More than half of businesses in the Greater Birmingham area are confident that their fortunes are going to improve in 2012 – although inflation remains a major concern for business – according to a new report.
And the latest survey by the Birmingham Chamber of Commerce Group (BCCG) on behalf of the Greater Birmingham and Solihull LEP, found that manufacturing is offering a glimmer of hope for the sector in the new year.
Thirty-six per cent had increased their workforce in the final quarter of 2011 while 27 per cent, the highest figure for six months, expected to take on more staff in the next three months.
However, recruitment figures for the service sector continued a downward trend.
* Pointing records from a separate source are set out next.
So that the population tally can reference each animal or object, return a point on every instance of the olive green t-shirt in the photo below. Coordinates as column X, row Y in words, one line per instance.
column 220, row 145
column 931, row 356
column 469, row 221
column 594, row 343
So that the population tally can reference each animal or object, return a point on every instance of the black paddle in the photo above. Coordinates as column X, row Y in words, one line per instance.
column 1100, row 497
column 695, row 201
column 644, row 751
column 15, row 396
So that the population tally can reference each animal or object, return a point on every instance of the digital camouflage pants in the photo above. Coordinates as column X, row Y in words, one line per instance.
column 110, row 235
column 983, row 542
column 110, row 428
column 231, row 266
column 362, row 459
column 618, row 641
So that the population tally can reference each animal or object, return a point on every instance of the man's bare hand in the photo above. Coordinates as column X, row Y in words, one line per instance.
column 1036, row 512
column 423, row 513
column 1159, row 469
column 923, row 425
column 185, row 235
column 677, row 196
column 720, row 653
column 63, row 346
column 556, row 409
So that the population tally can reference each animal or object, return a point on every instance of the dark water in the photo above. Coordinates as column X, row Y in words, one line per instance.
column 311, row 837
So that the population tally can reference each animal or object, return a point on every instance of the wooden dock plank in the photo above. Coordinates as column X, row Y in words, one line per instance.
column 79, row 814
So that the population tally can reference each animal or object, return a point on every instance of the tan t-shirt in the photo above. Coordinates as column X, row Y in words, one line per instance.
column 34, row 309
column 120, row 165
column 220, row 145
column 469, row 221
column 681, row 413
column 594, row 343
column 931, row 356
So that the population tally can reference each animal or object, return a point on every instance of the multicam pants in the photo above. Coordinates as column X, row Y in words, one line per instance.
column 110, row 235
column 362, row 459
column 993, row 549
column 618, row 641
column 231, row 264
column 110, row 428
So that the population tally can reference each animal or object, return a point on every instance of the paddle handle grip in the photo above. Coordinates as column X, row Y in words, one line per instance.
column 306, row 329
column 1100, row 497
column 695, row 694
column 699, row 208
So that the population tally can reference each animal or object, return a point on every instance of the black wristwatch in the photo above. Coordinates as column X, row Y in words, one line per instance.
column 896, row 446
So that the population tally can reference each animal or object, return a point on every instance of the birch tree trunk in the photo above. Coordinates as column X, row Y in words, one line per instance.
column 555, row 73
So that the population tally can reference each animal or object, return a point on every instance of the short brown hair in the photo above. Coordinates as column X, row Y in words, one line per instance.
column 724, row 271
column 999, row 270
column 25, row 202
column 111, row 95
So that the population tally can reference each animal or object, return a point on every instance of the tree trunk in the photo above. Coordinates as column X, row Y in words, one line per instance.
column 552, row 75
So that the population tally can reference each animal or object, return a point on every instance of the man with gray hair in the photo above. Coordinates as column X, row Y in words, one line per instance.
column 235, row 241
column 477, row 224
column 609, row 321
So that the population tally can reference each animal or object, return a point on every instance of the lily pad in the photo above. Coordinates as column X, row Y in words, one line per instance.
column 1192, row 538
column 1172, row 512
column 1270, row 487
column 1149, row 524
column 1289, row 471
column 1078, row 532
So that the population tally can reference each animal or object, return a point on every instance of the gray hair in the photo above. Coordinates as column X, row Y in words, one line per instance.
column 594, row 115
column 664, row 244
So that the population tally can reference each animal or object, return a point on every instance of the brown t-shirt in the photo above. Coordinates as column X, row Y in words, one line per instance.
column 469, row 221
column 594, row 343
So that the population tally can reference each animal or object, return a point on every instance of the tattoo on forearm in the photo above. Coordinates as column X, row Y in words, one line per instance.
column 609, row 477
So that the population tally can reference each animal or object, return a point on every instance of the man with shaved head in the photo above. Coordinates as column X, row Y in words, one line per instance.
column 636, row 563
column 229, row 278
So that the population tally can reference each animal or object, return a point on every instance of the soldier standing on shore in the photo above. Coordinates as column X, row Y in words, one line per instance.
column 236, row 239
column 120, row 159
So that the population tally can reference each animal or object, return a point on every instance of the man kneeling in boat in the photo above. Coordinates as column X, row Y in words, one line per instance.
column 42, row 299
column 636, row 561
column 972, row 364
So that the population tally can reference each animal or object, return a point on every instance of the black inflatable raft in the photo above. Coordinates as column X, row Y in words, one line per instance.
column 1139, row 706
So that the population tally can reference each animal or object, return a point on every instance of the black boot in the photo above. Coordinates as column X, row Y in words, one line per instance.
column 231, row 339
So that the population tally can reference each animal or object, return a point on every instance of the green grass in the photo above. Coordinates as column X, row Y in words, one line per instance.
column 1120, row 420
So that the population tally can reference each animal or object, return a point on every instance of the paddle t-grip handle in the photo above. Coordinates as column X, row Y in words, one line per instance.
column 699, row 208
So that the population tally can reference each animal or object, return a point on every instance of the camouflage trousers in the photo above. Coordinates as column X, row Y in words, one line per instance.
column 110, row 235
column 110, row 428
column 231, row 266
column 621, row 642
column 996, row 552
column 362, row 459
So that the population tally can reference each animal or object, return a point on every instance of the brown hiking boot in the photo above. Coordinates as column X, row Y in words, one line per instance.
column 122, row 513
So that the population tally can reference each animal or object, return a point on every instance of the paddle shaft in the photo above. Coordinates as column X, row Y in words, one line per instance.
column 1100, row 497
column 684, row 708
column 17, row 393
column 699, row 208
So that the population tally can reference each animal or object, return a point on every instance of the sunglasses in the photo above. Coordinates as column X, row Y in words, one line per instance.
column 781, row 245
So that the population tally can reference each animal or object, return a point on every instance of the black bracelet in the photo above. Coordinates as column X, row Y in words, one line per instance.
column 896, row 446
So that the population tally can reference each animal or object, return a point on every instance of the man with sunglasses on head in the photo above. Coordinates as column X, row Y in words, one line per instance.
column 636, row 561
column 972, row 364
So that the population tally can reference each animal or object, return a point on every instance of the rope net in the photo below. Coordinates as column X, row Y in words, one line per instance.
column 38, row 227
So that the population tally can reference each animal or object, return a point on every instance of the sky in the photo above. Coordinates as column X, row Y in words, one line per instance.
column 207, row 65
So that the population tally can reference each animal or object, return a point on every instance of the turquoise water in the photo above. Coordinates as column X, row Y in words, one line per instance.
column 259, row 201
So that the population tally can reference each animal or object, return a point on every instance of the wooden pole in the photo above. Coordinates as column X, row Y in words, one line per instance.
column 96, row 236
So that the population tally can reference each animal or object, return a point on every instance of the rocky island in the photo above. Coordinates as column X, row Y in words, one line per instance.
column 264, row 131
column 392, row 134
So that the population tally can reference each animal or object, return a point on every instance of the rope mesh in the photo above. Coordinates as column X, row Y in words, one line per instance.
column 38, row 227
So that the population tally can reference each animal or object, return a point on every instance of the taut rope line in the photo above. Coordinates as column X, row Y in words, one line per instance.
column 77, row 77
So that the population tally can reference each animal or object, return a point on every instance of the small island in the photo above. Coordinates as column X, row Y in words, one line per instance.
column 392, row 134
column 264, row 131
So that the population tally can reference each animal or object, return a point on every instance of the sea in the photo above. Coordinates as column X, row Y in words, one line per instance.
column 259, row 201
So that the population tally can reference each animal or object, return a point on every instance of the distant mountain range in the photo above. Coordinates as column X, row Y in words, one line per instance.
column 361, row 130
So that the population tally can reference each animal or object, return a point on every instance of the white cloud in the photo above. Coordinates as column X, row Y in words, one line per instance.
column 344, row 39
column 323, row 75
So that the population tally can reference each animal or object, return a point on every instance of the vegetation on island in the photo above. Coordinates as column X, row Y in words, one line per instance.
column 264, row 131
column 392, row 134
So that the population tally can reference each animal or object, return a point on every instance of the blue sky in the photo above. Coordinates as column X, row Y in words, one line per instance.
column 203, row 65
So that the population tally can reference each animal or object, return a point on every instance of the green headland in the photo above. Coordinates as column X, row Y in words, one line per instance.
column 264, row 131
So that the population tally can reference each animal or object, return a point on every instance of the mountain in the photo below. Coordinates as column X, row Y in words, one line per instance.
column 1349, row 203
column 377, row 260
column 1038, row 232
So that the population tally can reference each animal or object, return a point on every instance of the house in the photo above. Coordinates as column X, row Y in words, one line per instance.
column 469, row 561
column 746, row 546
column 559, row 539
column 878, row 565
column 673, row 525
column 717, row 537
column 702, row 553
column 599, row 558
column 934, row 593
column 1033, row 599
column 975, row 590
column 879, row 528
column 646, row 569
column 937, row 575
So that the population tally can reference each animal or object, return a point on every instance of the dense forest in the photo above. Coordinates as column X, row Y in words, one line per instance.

Only 17 per cent had increased their workforce in the final three months of the year while 21 per cent expected it to increase in the first quarter of 2012.
Generally, there is little optimism among manufacturers that their prospects are going to improve significantly although businesses in the Greater Birmingham area were praised for their “resilient performance” in tough economic conditions by Andy Street, chair of the LEP.
The survey shows that although 56 per cent of firms were confident turnover would improve next year, it was the lowest figure since December 2010. There was a slight improvement among businesses who thought their profitability would get better with 54 per cent expecting an increase compared with 51 per cent a year ago.
The survey revealed that inflation was the biggest concern among the region’s manufacturers.
Twenty-three per cent cited it as the major external factor putting pressure on their business.
This has been the case since the final quarter of 2010 when competition was named as the biggest concern. Competition and exchange rates now rank the second highest worry, both at 18 per cent. Investment intentions in the manufacturing sector are also down. Only 22 per cent have revised their plans upwards – the lowest figure in 2011 – for investment in plant equipment and the number intending to raise their investment in training slid to 17 per cent, the lowest figure for over a year.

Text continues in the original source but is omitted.